Even for those remotely associated with the financial world, the name Ray Dalio is a familiar one. He’s the Founder of Bridgewater Associates – the world’s largest hedge fund with $160bn in assets under management. Dalio launched Bridgewater from his apartment in New York in 1975, and over the course of the last four decades he has made his mark on the financial world, amassing an estimated net worth of $17.7bn.
Outside of Bridgewater, Dalio is also a philanthropist who has vowed to give over half of his fortune to the Bill and Melinda Gates Foundation. Through his non profit organization, the Dalio Foundation, Ray and his wife Barbara provide donations supporting a variety of industries and projects, including education, ocean exploration and awareness, environmental protection, mental health and wellness, child welfare and capacity building in China, and transcendental meditation.
Dalio recently published a book entitled ‘Principles’ in which he “shares the unconventional principles that helped him create unique results in life and business—and which any person or organization can adopt to better achieve their goals”.
Dalio’s habit of reflection
At one point in his career, after experiencing a flurry of successes, Dalio changed his mindset to include more reflection. During a TED Talk he explained, “Rather than thinking, ‘I’m right.’ I started to ask myself, ‘How do I know I’m right?”

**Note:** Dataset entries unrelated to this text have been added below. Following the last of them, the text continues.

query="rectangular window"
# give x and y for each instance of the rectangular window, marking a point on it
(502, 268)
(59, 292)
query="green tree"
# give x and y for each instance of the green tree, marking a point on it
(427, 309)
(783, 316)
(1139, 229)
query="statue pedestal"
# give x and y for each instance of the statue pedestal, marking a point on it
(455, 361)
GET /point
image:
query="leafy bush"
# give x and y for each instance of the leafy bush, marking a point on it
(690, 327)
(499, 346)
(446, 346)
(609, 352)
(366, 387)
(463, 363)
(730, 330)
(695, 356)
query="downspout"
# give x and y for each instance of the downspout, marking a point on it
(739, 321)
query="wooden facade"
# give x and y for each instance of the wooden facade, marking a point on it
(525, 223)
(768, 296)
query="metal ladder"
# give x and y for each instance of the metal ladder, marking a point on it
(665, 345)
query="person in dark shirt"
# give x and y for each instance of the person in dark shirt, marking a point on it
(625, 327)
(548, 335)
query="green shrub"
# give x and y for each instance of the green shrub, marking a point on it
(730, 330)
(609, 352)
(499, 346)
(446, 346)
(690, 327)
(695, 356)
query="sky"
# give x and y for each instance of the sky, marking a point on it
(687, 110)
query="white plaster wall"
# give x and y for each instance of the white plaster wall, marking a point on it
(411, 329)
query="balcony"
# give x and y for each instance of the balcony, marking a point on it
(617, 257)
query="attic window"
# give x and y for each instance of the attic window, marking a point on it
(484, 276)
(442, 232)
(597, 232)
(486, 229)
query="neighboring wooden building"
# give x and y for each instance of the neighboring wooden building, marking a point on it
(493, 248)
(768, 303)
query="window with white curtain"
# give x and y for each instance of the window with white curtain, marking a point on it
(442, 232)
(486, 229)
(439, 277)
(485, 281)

He began to realize that pain coupled with reflection was the perfect recipe for progress and personal growth. Dalio recognized that when you succeed at something you tend to rest on your laurels and refrain from questioning your actions or decisions. By reflecting on all of his decisions or ideas, regardless of how successful they were, he was able to make even better choices going forward.

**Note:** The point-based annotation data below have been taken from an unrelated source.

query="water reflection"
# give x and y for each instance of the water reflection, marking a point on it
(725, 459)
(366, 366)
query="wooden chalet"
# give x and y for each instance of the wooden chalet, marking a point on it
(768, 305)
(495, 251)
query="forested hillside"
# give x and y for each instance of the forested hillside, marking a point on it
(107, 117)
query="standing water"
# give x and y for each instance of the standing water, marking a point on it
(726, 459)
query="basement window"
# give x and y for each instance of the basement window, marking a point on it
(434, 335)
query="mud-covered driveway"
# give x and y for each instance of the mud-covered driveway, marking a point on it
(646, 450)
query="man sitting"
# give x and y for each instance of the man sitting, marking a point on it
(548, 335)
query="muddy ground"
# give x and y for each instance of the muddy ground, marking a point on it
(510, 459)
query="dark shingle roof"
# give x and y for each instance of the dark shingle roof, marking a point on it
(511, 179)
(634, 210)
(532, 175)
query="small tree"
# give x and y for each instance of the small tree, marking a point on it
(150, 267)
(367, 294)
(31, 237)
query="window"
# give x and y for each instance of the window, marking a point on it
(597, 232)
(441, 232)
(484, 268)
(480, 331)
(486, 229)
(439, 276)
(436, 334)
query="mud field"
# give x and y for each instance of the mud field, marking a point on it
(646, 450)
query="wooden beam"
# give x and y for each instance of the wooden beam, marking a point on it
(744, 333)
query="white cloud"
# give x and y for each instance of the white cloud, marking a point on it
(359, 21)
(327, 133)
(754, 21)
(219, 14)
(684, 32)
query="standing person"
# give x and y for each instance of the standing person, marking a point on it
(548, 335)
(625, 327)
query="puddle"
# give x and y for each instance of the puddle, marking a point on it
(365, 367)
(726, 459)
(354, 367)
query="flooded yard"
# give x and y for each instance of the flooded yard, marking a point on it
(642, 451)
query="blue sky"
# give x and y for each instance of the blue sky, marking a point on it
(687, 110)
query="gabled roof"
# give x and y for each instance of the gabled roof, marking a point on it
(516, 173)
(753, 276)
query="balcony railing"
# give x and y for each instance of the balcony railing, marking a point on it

In a quote from his book, Dalio claims that “the most valuable habit I’ve acquired is using pain to trigger quality reflections.”
Pain and mistakes give you insight into flaws in your decision making model. Taking time to reflect can allow you to adjust your basis for making decisions so you can avoid future pain. Naturally, Dalio – who, by trade, deals with volatile markets and changing economic expectations – has mastered this process, especially as it applies to his firm’s investments, which has generated nearly $50 billion dollars in profit for investors since Bridgewater’s inception.
How to build a habit of reflection like Ray Dalio
1. Set aside time to reflect on your day
“Everyone makes mistakes. The main difference is that successful people learn from them and unsuccessful people don’t.” – Dalio, Principles
Setting aside time at the end of a day to consider what went well, what didn’t, and why, is vital for future progress. There are several ways you can do this. Dalio opts for Transcendental Meditation, which he says has “given me an ability to put things in perspective, which has helped a lot. I think meditation has been the single biggest influence on my life.”
Meditate for [x] minutes each day
By using meditation to declutter your mind and it put things into perspective, you’ll be able to reflect on your day more effectively and with greater clarity.. The reflective process itself will in turn help you to become aware of gaps in your knowledge, skills, and emotional states..
As Twitter CEO Jack Dorsey also explained, meditation allows him to clear his mind and puts him in a steady state before he begins work. You can use apps like Headspace and Calm and/or techniques such as mindfulness and heart rhythm meditation to help you develop your meditation routine over time.
2. Learn from other people
A helpful technique that Dalio uses to think through logical processes is to ask other people probing questions. For example, by asking a person about the process they use to reach an answer or conclusion, you’re able to identify steps they might be taking you haven’t considered.
“I never cared much about others’ conclusions — only for the reasoning that led to these conclusions,” he writes. “That reasoning had to make sense to me. Through this process, I improved my chances of being right, and I learned a lot from a lot of great people.”
Start a conversation with a distant colleague or mere acquaintance
Simply sending them an email or giving someone a quick call is fine, you can increase this to a daily task to build your connections and widen your knowledge.
3. Track your mistakes and learnings
By keeping a track of all your previous mistakes and things you’ve learned you’ll be able to assess how you’ve improved over time. It can help you spot weaknesses and potential points of failure before they’ve even become apparent. You should:
Write down all the mistakes you made throughout the day
Often, the difficulty with reflection is that we’ll tend to avoid thinking about things that didn’t or aren’t going well. By focusing on mistakes, we force ourselves to admit that something didn’t go according to plan. For example, a failure might relate to the way you structured a team meeting in which takeaways were unclear or the discussion was dominated by a minority of participants – these types of failures, once identified, can be prevented from recurring, sometimes simply as a result of your heightened awareness.